As we’ll see, there was a hype phase with PSFE stock. However, folks who jumped on the bandwagon at the wrong time were promptly punished as the hype phase faded.

They can hope for a recovery, but remember: hope is not a viable investing strategy. Indeed, there’s data to suggest that further downside could be in store for Paysafe’s shareholders.

PSFE Stock at a Glance

Post-SPAC-announcement, PSFE stock catapulted to a peak of $19.57 on Jan. 21, 2021. This, admittedly, was a bullish price move as the stock had previously traded at around $10 (when it was BFT stock).

The problem with chasing parabolic stock price moves is that you can get burned badly if the sentiment turns negative. Unfortunately, people who bought Paysafe shares at the wrong time learned this lesson the hard way.

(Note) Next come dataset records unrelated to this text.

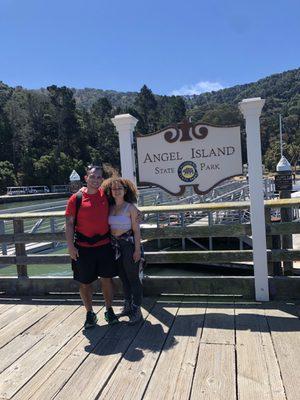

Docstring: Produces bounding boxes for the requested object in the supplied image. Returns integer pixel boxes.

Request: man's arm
[65,216,79,261]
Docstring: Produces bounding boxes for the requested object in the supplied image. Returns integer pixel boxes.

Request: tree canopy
[0,69,300,188]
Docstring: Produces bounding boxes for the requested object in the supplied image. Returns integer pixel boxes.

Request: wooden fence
[0,198,300,277]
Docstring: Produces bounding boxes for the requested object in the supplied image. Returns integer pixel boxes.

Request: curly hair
[101,177,138,204]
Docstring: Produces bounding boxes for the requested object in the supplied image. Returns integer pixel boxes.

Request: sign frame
[136,119,243,196]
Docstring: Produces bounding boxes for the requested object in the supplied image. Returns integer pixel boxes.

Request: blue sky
[0,0,300,94]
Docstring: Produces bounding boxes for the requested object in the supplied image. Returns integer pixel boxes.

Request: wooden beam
[0,197,300,220]
[0,250,300,264]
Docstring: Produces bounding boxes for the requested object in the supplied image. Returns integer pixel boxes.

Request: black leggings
[118,239,143,306]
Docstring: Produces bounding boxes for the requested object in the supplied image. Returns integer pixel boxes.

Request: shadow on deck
[0,296,300,400]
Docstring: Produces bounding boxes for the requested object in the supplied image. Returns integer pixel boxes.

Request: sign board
[275,172,293,192]
[69,169,80,182]
[137,120,242,196]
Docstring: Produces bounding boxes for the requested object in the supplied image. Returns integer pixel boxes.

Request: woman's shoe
[128,304,143,325]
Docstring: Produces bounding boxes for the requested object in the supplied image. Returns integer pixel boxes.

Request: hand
[68,245,79,261]
[133,249,141,262]
[136,209,144,224]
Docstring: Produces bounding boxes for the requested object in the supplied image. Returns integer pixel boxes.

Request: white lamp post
[239,97,269,301]
[111,114,138,184]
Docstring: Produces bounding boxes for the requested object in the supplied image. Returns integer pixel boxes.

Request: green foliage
[0,161,17,194]
[0,69,300,186]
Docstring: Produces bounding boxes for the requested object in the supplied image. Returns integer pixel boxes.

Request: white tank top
[108,204,132,231]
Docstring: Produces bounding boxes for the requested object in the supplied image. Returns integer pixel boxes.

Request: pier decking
[0,296,300,400]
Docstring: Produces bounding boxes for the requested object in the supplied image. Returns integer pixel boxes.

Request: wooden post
[208,211,213,250]
[275,156,293,275]
[13,219,28,278]
[265,208,274,275]
[279,190,293,275]
[0,220,7,256]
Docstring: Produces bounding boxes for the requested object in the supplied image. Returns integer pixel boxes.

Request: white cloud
[171,81,224,96]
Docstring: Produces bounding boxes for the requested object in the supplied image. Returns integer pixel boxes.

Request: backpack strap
[74,190,82,230]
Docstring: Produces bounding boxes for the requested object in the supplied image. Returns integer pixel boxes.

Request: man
[66,165,118,329]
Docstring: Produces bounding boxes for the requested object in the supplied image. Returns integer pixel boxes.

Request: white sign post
[239,97,269,301]
[111,114,138,184]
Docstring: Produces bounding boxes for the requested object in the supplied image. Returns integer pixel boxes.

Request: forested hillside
[0,69,300,188]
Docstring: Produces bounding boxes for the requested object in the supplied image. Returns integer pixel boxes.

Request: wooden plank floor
[0,297,300,400]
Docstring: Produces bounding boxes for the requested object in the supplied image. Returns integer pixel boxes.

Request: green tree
[0,161,17,194]
[134,85,159,133]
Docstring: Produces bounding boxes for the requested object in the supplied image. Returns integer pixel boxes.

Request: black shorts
[72,243,118,284]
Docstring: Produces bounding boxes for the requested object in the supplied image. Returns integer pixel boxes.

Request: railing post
[0,220,7,256]
[208,211,213,250]
[265,208,274,275]
[13,219,28,278]
[279,190,293,275]
[50,217,55,249]
[180,213,185,250]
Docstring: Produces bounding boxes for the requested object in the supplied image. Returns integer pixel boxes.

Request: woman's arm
[130,205,141,262]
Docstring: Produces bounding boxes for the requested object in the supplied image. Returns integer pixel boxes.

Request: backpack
[74,190,82,230]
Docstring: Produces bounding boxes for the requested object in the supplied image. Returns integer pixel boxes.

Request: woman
[102,178,143,324]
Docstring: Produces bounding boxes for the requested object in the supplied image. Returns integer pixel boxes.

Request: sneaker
[118,300,132,317]
[84,311,98,329]
[104,307,119,325]
[128,304,143,325]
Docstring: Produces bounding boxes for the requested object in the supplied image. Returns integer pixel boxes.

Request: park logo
[178,161,198,182]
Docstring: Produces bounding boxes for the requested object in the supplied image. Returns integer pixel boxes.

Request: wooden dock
[0,296,300,400]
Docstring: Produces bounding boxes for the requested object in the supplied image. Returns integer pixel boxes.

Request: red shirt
[65,189,110,247]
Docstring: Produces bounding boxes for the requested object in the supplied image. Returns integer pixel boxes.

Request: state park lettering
[143,146,235,174]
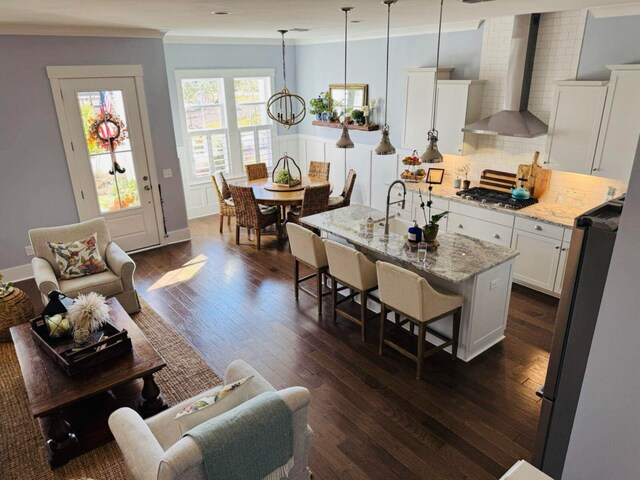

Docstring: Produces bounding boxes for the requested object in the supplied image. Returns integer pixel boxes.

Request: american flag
[100,92,112,114]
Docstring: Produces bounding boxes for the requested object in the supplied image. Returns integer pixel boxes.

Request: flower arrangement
[0,273,13,298]
[87,112,128,152]
[67,292,109,344]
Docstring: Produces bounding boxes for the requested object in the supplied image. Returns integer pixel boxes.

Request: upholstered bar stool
[324,240,379,341]
[287,222,331,316]
[376,262,462,380]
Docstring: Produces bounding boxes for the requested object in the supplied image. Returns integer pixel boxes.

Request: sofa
[109,360,313,480]
[29,217,140,314]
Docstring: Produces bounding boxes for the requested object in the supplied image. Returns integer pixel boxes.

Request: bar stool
[287,222,331,316]
[376,262,463,380]
[324,240,379,341]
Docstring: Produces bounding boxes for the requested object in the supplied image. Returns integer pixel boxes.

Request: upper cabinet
[592,65,640,181]
[544,81,607,174]
[436,80,484,155]
[402,68,484,155]
[402,68,452,150]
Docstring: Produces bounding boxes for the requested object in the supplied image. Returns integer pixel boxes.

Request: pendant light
[267,30,307,130]
[420,0,444,163]
[336,7,353,148]
[375,0,398,155]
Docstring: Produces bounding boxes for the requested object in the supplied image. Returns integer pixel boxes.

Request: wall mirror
[329,83,369,117]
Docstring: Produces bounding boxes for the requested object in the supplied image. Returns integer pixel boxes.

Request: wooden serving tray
[31,317,131,376]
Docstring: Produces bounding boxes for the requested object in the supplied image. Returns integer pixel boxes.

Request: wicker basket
[0,287,35,342]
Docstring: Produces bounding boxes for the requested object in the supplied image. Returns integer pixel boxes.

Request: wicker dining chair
[329,168,357,210]
[229,185,282,250]
[211,173,236,233]
[244,163,269,181]
[309,160,331,181]
[287,183,331,223]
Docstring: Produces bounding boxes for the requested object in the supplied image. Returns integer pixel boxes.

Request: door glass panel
[77,90,140,213]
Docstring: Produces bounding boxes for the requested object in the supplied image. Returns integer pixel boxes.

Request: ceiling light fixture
[420,0,444,163]
[375,0,397,155]
[267,30,307,130]
[336,7,353,148]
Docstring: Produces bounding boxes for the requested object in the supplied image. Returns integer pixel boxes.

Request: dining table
[242,177,329,207]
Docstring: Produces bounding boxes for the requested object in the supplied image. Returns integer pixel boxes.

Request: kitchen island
[301,205,518,361]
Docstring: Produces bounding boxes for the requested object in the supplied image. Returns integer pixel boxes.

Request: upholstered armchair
[29,217,140,313]
[109,360,313,480]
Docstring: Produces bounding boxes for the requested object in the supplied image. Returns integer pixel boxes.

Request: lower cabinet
[511,229,564,293]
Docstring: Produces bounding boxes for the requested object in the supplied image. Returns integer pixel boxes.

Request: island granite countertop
[300,205,518,283]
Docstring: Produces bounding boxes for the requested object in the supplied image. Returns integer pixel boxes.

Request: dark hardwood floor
[16,217,557,480]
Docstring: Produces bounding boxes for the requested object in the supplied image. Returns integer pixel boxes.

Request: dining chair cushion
[287,223,329,268]
[324,240,378,290]
[329,195,344,208]
[377,262,463,322]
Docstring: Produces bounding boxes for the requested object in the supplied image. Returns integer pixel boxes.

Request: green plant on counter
[351,109,364,125]
[309,92,333,115]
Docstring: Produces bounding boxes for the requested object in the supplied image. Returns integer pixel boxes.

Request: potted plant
[418,190,449,243]
[351,109,364,125]
[309,92,333,122]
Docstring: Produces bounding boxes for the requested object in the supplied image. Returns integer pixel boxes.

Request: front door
[60,77,160,251]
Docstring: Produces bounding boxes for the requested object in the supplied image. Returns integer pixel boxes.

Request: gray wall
[165,43,298,147]
[562,137,640,480]
[296,27,483,147]
[578,13,640,80]
[0,35,187,268]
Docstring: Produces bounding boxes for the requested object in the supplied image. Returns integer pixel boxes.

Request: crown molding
[0,23,165,38]
[163,33,284,45]
[589,2,640,18]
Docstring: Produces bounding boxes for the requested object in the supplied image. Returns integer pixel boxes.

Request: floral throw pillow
[47,233,108,280]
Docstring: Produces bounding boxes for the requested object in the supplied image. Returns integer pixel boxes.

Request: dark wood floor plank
[13,217,557,480]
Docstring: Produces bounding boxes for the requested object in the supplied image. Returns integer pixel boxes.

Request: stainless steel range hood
[462,13,548,138]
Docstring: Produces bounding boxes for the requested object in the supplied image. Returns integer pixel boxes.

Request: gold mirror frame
[329,83,369,117]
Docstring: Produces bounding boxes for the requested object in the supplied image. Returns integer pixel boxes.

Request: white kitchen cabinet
[436,80,484,155]
[592,65,640,181]
[553,242,569,295]
[511,229,562,292]
[402,68,452,150]
[544,81,607,175]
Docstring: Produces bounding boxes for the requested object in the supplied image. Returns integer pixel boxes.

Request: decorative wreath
[88,112,128,152]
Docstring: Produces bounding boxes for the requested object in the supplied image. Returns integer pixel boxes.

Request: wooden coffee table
[11,299,167,468]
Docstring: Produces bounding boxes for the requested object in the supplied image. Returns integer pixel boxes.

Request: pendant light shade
[420,130,444,163]
[375,0,398,155]
[420,0,444,163]
[336,7,353,148]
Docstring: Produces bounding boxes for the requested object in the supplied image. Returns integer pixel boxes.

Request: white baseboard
[2,263,33,283]
[165,228,191,245]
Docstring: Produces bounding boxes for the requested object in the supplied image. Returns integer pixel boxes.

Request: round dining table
[243,177,329,207]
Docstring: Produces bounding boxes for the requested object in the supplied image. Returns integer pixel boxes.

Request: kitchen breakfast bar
[301,205,518,362]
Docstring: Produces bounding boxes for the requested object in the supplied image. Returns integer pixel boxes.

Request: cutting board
[517,152,551,198]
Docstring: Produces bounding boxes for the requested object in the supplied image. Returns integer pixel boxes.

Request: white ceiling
[0,0,638,42]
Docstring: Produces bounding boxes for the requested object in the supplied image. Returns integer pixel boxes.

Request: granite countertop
[406,183,589,228]
[300,205,518,283]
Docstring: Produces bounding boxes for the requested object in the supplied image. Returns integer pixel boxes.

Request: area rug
[0,301,222,480]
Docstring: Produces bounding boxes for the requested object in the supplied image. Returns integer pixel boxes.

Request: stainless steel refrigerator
[532,197,624,479]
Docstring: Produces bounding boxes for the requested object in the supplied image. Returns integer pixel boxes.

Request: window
[178,71,275,183]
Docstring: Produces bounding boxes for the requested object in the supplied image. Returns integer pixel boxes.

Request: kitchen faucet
[381,180,407,242]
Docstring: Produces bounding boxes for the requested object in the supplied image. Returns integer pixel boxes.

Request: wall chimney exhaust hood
[462,13,548,138]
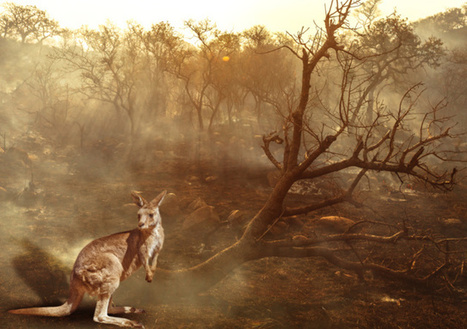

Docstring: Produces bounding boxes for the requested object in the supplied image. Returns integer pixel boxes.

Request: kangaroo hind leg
[94,294,144,328]
[107,297,146,314]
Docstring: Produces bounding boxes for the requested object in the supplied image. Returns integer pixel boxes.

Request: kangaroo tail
[8,291,84,317]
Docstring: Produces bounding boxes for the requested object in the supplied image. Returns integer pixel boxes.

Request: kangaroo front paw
[131,321,144,329]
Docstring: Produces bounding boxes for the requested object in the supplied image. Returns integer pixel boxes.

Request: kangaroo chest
[140,225,164,259]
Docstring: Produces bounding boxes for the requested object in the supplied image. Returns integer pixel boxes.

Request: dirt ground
[0,149,467,329]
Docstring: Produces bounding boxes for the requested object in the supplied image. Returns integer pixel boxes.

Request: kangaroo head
[131,191,167,230]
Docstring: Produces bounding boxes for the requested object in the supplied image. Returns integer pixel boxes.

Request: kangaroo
[9,191,167,328]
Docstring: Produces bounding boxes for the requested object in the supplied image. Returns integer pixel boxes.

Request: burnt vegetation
[0,0,467,328]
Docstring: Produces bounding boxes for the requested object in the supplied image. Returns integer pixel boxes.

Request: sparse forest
[0,0,467,328]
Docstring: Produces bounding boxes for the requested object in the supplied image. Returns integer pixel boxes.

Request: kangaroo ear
[151,190,167,207]
[131,191,148,208]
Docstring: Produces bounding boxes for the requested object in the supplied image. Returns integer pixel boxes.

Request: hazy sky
[0,0,466,33]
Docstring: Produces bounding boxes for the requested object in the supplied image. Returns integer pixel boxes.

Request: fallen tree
[156,0,465,296]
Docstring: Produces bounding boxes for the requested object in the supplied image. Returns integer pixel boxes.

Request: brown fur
[9,191,167,328]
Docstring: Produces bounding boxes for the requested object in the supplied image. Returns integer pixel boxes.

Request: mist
[0,1,467,328]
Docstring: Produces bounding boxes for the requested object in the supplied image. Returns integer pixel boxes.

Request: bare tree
[152,0,466,294]
[0,2,61,43]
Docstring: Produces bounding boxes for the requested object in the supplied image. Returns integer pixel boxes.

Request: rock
[182,206,220,230]
[160,193,181,216]
[188,198,208,210]
[314,216,355,233]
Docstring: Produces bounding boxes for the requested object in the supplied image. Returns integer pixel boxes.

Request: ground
[0,147,467,328]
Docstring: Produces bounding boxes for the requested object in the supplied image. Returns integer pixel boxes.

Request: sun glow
[0,0,465,33]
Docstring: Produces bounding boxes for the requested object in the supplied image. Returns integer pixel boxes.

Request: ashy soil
[0,150,467,329]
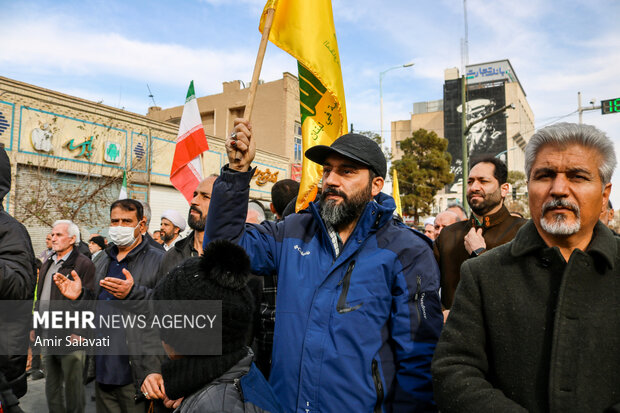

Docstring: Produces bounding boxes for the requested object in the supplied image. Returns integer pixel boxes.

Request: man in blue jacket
[205,119,443,413]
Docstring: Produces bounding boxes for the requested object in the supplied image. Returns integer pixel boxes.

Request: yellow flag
[392,168,403,217]
[259,0,347,211]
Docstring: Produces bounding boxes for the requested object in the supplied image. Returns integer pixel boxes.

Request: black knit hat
[306,133,387,178]
[154,240,254,354]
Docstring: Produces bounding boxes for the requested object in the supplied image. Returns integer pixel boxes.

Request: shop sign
[254,168,280,186]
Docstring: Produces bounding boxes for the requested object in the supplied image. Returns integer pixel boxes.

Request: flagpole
[235,7,276,161]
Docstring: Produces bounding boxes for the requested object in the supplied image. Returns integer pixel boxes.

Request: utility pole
[577,92,601,125]
[461,72,469,214]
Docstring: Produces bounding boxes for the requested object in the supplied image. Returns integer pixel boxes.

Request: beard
[160,229,174,242]
[187,206,207,232]
[540,199,581,235]
[467,187,502,216]
[321,182,372,229]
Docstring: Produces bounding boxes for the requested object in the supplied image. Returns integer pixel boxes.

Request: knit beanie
[154,240,254,354]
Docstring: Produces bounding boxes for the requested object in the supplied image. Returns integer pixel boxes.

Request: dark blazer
[80,238,164,398]
[432,221,620,413]
[433,206,527,308]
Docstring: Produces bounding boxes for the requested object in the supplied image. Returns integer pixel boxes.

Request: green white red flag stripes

The shareholders suffered a psychological blow when PSFE stock broke below the $10 level in August 2021. From a technical perspective, if a SPAC stock declines below $10, it’s a sign that further downside may be coming.

It shouldn’t be too surprising, then, that most of 2021 was rough for Paysafe’s investors. The share price settled below $4 at the end of the year, and it recently has moved toward $3.

It’s time, therefore, for investors to consider whether PSFE stock could someday be valued in pennies rather than in dollars. Sometimes, it’s best to just cut one’s losses and move on to more promising investment opportunities.

An Acquisition Spree

Sometimes investors cheer when a company buys out another company. Typically, the business that’s making the acquisition, will issue a press release touting the benefits of the buyout. However, the investors must decide for themselves whether these acquisitions are actually good news or bad news. Bear in mind that buying out another company can be an expensive proposition. So, there may be a great deal of risk involved.

How does this relate to Paysafe in particular? The company went on a spending spree, apparently, with four different acquisition-related events in 2021. Three of those events, believe it or not, too place in the month of August.

In March 2021, Paysafe completed its acquisition of International Card Services. Then, in August of that year, the company finalized its acquisition of Orbis Ventures S.A.C. Also in August, Paysafe entered into separate definitive agreements to acquire SaftPay and ViaFintech.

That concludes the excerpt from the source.